Możecie wymyślać nie tylko nowe wyrazy, ale też całe historie. Wydrukujcie z Internetu pół strony tekstu – może to być wywiad z gwiazdą filmową, recenzja książki, relacja z koncertu rockowego – właściwie cokolwiek. Potnijcie wydrukowany tekst na kawałki – każdy wyraz osobno. A teraz jedna osoba niech wylosuje pięć wyrazów – zadaniem wszystkich jest ułożyć nową historię, w której wszystkie pięć słów będzie wykorzystanych.
Można również z dzieckiem zagrać w popularne „Państwa – Miasta”, rozwiązywać krzyżówki czy wyszukiwać słowa w wykreślankach – zabaw językowych jest mnóstwo (zaryzykuję stwierdzenie, że ich liczba jest nieskończona, a ogranicza nas jedynie nasza wyobraźnia). Natomiast we wszystkich działaniach konieczna będzie regularność, bo jeśli będą one sporadyczne, to nie przyniosą pożądanego efektu.
Nauka bez nauki
Dziecko nie powinno odczuwać, że się uczy – to naczelna zasada, która zwiększy powodzenie w stosowaniu przedstawianych metod. Jeśli z nawet najatrakcyjniejszych zabaw językowych uczynimy pewien rygor, dziecko zacznie naukę traktować jako przymus, a to prosta droga do naszego niepowodzenia. Ważne także, aby nasze działania umieszczać w szerszym kontekście.
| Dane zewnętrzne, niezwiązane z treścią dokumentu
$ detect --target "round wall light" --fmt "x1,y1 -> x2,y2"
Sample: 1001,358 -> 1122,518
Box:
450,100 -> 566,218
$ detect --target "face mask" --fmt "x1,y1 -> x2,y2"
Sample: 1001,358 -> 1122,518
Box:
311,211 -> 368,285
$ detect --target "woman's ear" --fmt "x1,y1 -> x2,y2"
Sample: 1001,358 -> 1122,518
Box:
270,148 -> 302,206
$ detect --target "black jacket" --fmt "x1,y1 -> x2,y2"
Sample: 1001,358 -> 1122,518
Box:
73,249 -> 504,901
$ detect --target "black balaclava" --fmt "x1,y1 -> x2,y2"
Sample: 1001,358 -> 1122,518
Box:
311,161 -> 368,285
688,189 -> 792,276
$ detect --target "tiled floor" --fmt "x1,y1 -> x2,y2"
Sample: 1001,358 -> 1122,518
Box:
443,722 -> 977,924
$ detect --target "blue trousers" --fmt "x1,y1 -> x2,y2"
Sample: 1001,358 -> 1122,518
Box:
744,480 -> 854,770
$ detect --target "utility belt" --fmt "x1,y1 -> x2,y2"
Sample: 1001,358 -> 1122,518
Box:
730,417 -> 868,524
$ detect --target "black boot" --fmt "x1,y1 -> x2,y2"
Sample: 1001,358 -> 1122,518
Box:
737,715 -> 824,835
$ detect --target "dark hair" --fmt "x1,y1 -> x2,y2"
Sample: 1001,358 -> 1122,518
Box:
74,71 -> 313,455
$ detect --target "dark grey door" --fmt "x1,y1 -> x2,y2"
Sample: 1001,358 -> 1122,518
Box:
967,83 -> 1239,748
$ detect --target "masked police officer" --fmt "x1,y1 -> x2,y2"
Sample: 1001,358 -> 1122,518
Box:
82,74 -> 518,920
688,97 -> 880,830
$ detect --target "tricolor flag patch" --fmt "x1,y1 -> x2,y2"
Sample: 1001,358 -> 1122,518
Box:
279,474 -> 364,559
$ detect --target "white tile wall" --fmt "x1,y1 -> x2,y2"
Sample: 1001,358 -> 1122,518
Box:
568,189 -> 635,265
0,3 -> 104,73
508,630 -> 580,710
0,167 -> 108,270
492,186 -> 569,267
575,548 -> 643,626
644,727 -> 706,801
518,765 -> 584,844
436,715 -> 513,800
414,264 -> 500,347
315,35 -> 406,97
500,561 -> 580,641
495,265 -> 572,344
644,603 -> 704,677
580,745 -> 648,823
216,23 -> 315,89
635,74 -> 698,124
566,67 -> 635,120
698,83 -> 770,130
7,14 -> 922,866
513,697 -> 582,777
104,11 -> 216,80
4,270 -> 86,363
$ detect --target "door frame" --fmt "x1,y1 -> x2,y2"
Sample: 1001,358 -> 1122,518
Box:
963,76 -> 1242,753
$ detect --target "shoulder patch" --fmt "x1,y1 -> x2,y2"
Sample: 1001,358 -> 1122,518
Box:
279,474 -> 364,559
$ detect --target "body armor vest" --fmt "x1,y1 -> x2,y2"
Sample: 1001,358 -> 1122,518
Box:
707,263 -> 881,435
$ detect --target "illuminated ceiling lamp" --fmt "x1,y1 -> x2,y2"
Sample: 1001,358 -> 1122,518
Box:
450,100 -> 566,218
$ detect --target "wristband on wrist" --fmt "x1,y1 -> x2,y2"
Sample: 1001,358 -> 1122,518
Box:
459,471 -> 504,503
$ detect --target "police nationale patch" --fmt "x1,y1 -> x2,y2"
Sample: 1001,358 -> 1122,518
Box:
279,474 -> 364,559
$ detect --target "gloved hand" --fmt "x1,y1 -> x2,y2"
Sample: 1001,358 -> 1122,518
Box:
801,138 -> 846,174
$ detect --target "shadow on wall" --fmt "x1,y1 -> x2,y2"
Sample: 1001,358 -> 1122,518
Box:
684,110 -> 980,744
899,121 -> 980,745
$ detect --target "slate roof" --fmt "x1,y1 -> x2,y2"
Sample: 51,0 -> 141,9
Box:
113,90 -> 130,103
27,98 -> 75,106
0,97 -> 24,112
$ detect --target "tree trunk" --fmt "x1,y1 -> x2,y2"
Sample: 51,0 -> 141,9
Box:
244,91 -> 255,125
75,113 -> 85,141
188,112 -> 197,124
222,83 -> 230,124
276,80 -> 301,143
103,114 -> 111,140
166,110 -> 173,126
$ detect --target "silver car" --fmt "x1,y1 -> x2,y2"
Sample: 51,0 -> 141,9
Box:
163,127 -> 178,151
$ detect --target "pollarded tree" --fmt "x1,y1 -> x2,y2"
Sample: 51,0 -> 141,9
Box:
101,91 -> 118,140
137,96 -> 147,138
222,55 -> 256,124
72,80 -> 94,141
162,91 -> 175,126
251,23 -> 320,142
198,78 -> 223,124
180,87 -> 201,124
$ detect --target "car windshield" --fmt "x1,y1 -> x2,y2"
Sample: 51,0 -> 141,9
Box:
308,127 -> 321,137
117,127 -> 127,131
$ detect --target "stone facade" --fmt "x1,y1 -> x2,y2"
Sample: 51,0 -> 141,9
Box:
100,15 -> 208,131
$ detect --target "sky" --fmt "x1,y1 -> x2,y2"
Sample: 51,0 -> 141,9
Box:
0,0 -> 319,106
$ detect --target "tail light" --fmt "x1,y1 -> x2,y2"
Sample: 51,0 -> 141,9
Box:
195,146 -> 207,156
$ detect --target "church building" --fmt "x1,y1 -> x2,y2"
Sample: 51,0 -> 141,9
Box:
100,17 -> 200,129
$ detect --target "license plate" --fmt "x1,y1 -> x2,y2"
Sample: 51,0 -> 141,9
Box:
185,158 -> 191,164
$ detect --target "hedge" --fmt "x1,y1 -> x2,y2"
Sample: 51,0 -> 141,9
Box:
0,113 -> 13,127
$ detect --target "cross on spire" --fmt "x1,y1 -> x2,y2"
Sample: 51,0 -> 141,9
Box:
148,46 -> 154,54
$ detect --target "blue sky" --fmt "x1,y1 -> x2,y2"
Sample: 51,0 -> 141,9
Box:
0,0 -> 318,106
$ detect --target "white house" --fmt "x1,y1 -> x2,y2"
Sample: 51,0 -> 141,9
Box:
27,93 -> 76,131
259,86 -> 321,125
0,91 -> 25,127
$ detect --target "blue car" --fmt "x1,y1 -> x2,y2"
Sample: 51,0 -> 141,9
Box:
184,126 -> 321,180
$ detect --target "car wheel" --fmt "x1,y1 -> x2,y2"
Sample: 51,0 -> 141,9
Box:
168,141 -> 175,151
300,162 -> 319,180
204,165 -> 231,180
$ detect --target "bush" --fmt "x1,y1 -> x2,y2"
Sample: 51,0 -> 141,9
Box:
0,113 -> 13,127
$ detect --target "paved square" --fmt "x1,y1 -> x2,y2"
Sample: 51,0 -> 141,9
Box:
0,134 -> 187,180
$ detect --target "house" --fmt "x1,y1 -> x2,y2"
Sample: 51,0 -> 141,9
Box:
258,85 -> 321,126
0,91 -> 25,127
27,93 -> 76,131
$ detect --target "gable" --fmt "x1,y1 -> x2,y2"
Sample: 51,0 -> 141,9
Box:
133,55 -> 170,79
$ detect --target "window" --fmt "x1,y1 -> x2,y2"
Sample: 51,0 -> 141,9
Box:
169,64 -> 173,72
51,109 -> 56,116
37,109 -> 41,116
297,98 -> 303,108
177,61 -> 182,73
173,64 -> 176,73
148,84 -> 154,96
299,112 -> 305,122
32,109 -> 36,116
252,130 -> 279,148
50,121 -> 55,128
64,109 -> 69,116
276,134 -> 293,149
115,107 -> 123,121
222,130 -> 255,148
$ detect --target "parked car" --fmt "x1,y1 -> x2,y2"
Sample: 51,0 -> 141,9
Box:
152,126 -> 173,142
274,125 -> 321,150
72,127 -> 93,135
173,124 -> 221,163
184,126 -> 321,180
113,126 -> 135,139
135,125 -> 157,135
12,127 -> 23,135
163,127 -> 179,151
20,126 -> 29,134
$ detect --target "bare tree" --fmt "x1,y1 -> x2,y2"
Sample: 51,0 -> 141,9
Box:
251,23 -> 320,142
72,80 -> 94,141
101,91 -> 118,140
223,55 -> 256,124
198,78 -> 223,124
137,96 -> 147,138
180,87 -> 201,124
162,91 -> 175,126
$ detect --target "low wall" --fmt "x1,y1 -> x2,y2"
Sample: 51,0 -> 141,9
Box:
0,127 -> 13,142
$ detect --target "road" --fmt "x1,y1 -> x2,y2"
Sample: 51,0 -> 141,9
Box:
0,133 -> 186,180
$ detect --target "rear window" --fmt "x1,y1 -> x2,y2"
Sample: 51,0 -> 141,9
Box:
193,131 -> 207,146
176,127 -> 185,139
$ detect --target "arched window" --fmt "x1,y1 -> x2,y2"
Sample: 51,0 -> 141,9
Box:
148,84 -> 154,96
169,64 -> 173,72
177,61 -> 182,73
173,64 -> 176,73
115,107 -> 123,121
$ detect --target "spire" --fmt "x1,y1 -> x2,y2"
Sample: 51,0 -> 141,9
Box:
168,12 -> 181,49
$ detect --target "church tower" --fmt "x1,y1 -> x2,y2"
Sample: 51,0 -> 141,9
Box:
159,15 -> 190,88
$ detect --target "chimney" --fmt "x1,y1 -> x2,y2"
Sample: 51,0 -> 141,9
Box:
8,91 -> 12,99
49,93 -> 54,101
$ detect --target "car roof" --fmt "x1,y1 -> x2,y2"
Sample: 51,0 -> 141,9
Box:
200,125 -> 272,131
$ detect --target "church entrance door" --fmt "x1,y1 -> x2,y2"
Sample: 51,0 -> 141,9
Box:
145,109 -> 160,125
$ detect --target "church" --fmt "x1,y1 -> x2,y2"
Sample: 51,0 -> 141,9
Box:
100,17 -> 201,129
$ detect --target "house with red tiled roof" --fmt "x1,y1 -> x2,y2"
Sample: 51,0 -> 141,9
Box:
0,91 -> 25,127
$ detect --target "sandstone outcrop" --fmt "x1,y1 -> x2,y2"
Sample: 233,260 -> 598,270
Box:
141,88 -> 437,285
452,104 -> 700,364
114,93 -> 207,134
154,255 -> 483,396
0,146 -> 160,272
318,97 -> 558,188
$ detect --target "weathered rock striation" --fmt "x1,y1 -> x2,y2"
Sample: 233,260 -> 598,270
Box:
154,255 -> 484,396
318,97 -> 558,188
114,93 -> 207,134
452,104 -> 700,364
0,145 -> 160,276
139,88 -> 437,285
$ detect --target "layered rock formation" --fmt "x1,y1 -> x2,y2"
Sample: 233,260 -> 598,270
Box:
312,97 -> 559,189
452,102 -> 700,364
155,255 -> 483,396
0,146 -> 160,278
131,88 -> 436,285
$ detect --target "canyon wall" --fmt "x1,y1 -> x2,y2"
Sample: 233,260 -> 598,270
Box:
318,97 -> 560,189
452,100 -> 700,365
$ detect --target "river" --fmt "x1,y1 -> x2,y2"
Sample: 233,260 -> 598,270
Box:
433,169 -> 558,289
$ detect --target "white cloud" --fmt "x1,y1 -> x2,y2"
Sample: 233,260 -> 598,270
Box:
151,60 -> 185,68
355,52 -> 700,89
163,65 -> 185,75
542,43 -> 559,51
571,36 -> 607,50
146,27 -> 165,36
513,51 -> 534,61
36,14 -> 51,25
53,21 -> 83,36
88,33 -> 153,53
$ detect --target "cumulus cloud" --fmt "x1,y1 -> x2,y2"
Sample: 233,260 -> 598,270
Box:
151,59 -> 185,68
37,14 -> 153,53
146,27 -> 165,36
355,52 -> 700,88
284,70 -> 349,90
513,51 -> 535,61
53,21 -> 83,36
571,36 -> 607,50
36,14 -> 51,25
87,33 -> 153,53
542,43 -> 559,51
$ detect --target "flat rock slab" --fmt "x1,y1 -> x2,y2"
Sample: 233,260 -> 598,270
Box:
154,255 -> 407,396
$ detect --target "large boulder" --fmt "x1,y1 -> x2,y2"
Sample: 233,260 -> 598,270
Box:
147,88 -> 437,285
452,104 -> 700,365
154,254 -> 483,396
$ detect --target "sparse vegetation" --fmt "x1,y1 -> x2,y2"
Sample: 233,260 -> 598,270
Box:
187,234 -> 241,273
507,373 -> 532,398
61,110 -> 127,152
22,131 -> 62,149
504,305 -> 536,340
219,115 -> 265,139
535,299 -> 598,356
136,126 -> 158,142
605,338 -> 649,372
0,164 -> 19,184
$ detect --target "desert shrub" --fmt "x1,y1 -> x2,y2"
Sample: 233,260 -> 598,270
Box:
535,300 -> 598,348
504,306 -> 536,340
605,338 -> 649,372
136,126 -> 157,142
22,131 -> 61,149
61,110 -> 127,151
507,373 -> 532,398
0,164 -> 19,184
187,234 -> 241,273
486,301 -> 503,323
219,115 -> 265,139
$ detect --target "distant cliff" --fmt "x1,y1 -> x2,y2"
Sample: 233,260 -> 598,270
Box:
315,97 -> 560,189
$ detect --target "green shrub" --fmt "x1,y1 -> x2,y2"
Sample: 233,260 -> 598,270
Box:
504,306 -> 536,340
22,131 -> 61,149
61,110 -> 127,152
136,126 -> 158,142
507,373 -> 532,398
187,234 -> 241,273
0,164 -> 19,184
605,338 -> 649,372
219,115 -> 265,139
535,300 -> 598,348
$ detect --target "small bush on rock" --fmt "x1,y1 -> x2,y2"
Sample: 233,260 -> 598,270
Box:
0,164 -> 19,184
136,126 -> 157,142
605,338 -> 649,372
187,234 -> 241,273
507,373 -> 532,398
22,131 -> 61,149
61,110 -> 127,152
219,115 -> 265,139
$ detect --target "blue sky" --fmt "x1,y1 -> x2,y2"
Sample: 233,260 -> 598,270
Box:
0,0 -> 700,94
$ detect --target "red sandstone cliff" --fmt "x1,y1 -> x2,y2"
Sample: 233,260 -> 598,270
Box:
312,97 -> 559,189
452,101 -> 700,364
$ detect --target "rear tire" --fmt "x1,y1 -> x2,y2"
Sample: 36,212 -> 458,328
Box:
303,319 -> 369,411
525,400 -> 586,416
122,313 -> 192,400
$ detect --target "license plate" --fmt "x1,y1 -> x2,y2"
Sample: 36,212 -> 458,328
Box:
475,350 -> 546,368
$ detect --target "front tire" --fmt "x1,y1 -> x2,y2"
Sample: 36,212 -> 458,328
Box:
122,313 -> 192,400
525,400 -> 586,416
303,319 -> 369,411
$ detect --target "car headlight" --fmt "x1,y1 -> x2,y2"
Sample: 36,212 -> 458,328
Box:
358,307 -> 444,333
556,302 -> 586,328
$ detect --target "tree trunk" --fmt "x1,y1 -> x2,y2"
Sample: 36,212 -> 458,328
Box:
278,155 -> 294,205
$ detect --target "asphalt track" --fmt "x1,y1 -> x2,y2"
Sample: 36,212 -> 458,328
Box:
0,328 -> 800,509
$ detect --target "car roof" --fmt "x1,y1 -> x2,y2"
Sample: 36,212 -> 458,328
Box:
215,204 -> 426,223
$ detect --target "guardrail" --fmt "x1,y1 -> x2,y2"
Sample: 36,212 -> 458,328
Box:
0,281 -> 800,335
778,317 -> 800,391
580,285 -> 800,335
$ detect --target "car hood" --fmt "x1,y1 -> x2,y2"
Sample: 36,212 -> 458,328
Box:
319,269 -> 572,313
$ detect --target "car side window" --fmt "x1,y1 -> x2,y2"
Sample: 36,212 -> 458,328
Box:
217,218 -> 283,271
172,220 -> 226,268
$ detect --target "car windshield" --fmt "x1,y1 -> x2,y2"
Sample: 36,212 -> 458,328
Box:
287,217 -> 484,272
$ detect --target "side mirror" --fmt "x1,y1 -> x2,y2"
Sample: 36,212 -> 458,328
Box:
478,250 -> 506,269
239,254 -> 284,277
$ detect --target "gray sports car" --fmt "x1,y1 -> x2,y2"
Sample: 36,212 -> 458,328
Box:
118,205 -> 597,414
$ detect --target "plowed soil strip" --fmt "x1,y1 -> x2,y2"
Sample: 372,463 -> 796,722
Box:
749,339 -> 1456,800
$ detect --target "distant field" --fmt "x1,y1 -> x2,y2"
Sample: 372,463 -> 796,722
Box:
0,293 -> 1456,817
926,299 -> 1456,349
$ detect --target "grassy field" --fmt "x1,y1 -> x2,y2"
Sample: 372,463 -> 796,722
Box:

Na przykład o wiele lepsze efekty przyniesie wspólne przygotowywanie z dzieckiem posiłku i nazywanie poszczególnych pokarmów niż tłumaczenie „na sucho”, że „ogórek to takie zielone warzywo, które jemy na śniadanie”. Na koniec, co warto jeszcze raz zaznaczyć, w zabawie, która de facto jest nauką, ważna jest obecność rodziców – to oni w pierwszych latach życia są przewodnikami, mentorami swoich pociech. Wspólne spędzanie czasu, także podczas zdobywania sprawności językowej, wspomaga tworzenie silnej więzi rodzinnej. A przecież poprzez silne więzi rodzinne tworzymy także więzi z naszą ojczyzną, naszą historią i tradycją.